Just look at the cognitive load there and none of it is about the content I’m supposed to be teaching or the students I’m supposed to be helping to learn.  Problem solving after problem solving mostly caused by ICT. At least I’m clearly a learner in the room!

..and here’s what I learnt (and what I’ll do for Wednesday)

  • For Wednesday, I’m not going to bother setting up different editing rights. In hindsight, its not adding any pedagogical value so I can afford to give myself that set up time back.
  • I’m going to smile and nod.. and accept that I haven’t learnt everyone’s names off by heart. I’m trying… and I meant no offence…
  • God knows what Prezi was doing… I need to make sure I have keepass handy at work
  • Now I know what not to do with templates… I need to find out how to turn a template into a new survey
  • I probably should email Microsoft with the new bug we found.
  • When ICT goes wrong like this.. over and over again… it would be so easy to stop.

The thing is… this workshop was tough. I walked away exhausted and I can understand why those with less experience in using 365 and Onenote would throw in the towel and go back to a different methodology.  We can’t do that though. We wouldn’t let our students chuck it all in because it was hard.  We have to keep moving forward and growing. To grow, I have to be allowed to try and fail and try and win.  That’s the only way I can learn.

I did as much learning and prep as I could before my lesson.  That’s all I can ask of myself.  The rest of the workshop, where we talked Creative Commons and moved away from OneNote and it’s features for a bit, went pretty well… even if I was talking about the tricky and sometimes confronting topic of intellectual property and the ICT General Capability.

I am pretty confident that the students who chose to take part, made progress and learnt.  The question is, what other strategies can I use to get Masters students to engage? Behaviour management strategies from High School teaching aren’t always appropriate.  I need them to be 100% with me and 100% free to ask for support if they need it.  Ah well… more learning to be had!

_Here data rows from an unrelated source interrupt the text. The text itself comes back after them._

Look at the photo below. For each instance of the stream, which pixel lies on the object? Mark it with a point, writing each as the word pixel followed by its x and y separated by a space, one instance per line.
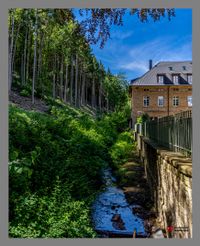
pixel 112 215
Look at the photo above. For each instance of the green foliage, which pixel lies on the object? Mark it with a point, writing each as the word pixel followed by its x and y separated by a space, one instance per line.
pixel 55 215
pixel 123 148
pixel 67 145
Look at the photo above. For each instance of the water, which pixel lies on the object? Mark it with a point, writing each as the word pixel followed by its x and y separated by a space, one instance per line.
pixel 111 202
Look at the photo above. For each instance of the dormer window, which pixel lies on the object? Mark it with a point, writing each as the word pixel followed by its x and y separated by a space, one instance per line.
pixel 175 78
pixel 189 78
pixel 160 79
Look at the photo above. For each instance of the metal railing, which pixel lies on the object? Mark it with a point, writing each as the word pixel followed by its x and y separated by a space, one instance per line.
pixel 173 132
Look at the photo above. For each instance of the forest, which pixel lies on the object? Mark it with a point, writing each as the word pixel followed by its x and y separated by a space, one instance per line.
pixel 56 156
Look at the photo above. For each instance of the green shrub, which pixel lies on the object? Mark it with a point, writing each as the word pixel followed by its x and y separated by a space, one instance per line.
pixel 68 145
pixel 123 149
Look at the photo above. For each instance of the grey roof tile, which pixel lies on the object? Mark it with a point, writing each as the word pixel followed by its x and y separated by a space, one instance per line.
pixel 178 67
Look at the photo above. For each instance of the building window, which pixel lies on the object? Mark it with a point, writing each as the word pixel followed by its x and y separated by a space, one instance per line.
pixel 189 99
pixel 175 101
pixel 189 78
pixel 146 101
pixel 175 79
pixel 160 101
pixel 160 79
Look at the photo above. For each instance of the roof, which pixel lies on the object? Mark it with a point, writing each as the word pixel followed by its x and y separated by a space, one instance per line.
pixel 166 68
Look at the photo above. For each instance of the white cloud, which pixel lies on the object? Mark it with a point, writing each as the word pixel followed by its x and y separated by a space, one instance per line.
pixel 121 35
pixel 162 49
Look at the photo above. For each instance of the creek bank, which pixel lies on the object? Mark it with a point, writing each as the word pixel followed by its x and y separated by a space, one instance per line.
pixel 124 205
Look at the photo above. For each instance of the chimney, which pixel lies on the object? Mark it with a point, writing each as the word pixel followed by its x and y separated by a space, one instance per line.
pixel 150 64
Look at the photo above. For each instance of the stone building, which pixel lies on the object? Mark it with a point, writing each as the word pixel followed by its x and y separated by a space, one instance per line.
pixel 164 90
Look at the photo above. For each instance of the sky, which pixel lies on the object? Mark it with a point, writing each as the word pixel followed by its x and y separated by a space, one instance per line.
pixel 133 44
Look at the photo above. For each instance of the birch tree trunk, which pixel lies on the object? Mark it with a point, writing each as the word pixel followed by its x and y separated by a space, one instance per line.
pixel 35 58
pixel 107 103
pixel 100 94
pixel 83 90
pixel 24 61
pixel 28 54
pixel 61 79
pixel 76 82
pixel 93 93
pixel 40 55
pixel 11 53
pixel 66 85
pixel 71 81
pixel 54 78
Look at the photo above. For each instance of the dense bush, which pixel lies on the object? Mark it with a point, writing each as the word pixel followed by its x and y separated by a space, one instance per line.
pixel 54 168
pixel 123 148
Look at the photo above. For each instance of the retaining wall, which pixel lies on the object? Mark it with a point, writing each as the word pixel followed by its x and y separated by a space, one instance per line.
pixel 169 175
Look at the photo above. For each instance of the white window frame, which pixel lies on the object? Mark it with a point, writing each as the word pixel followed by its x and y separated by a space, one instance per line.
pixel 162 100
pixel 146 100
pixel 175 78
pixel 175 101
pixel 189 80
pixel 189 101
pixel 160 79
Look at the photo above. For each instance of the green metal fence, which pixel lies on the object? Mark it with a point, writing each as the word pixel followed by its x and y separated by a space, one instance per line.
pixel 173 132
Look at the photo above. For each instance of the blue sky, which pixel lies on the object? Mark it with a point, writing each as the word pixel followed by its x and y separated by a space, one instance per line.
pixel 133 44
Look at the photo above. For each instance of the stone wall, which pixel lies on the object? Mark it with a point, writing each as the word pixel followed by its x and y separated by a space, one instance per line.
pixel 169 175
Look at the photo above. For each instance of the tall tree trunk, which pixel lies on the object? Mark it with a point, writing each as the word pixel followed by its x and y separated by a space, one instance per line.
pixel 57 76
pixel 86 91
pixel 28 54
pixel 22 72
pixel 83 90
pixel 11 53
pixel 107 103
pixel 14 51
pixel 79 87
pixel 100 94
pixel 76 82
pixel 24 61
pixel 61 79
pixel 54 78
pixel 66 85
pixel 93 93
pixel 40 55
pixel 35 58
pixel 71 81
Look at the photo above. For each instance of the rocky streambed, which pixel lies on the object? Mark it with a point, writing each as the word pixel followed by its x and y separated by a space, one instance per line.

I also wonder what support mechanisms we need to help people who have a tough time when they implement their new learning for the first time.  What would that support look like and do the students realise that their reaction and energy feeds the learning environment? Negativity breeds contempt and makes it harder for me to get better…  Just sayin’



One response to “Learning when you’re leading – sometimes it gets super uncomfortable”

  1. Selena! Thank you so much for sharing this lesson with us. It’s so important for us to all remember that not every lesson goes to plan, IT fails sometimes, resources that were meant to be available aren’t there on the day, or sometimes students just don’t feel it. It happens. It sucks, but it happens. I love the way you’ve reflected on what you can learn from it and what you can change, but I also love the fact that you’ve acknowledged that sometimes the students need to realise their part in the success (or otherwise) of a lesson.